He continued to say that it is important that the building is separate from the school so parents don’t feel like they are disrupting their kids’ lives by needing assistance.

“We understand the premise, that the people who live in this community are very proud working people  with a lot of dignity,” Chavez said. “A lot of times, when families are facing issues of economic hardship, they don’t like to air out their concerns at the school where their children attend.”

The school district was originally looking for a space to rent for the new center; however, Chavez said the city informed the district they had a building up for grabs.

“We decided to go for that place, and the city was gracious enough; we’re eternally grateful to them for giving us such an easy access to that building,” Chavez said. “(It’s) in the heart of the community and it’s on a corner, so it’s easily accessible.”

Historically, the building was the town’s previous fire station before it had to set up shop at city hall for some time; however, the old building was not the ideal space for the fire department to utilize.

“It was never built to be a fire station, it just got converted into a fire station,” Gomez said.

The building was sold by Tulare County to Farmersville originally in the 1980s. Gomez said it is a cinderblock building that is too small for the use of the fire department. Not only was the ceiling too low to have the fire trucks drive into the building, but there was not enough room for the fire department to grow and expand with the city.

According to a previous interview with The Sun-Gazette, the former Farmersville Mayor Paul Boyer recalled during a ceremonial check presentation in October 2022 that, in the old building, the firefighters had to take measures like lowering the tire pressure on the trucks to fit them in the building.

The building is not centrally located either, like the new fire station will be. This made it more difficult for the fire department to minimize their response time.

The fire department has not used the structure as a fire station for a number of years since they moved into city hall.
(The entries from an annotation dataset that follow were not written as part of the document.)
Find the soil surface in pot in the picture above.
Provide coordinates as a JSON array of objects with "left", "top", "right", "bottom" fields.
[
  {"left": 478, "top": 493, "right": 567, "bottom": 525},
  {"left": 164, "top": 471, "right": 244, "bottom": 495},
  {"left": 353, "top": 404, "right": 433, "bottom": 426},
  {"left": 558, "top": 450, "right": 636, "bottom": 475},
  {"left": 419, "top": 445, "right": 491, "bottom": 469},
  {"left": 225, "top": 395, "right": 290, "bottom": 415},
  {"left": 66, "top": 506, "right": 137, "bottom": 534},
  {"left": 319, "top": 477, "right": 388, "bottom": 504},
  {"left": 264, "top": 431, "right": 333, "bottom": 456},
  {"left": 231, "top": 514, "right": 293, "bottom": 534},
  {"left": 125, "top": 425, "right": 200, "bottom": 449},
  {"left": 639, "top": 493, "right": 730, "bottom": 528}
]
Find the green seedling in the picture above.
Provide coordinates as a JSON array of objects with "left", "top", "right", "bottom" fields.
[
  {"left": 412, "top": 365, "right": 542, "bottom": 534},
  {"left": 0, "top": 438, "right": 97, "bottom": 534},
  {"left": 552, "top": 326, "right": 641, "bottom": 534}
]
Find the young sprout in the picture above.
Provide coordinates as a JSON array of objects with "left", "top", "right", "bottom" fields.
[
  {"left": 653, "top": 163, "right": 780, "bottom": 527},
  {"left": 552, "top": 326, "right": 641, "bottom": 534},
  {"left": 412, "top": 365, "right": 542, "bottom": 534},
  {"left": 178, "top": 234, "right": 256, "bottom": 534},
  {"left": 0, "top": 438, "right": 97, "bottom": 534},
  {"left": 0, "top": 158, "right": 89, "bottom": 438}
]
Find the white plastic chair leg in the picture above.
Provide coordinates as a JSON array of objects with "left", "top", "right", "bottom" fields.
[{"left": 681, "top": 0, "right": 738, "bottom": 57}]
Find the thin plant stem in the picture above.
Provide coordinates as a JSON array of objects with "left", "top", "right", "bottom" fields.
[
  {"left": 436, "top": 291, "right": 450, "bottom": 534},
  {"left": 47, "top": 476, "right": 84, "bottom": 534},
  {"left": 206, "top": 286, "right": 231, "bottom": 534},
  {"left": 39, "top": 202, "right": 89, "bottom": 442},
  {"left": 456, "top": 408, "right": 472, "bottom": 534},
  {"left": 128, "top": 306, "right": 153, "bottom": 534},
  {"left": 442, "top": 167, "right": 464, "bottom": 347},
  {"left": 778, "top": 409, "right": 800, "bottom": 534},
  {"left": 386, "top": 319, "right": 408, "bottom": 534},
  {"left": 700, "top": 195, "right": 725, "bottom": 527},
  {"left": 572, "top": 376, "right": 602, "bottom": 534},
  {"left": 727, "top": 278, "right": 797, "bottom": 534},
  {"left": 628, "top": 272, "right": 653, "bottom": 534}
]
Up until now, the city has only used the building for storage or training exercises for the fire and police departments. Now that the new fire department will have a designated space for training and storage, there is nothing stopping the city from selling it.

“It’s been on our radar for over 20 years to do this type of move,” Gomez said.

Now that the city has the space they need to function out of one building, the fire department can grow with the city while the school district can make better use of the old building.

According to Gomez in a previous interview with The Sun-Gazette, the new fire station will include new sleeping quarters, a gym, a common room with a fully functioning kitchen and any other necessities the firefighters need. The station is being designed to allow for the potential growth of the department over the years as well.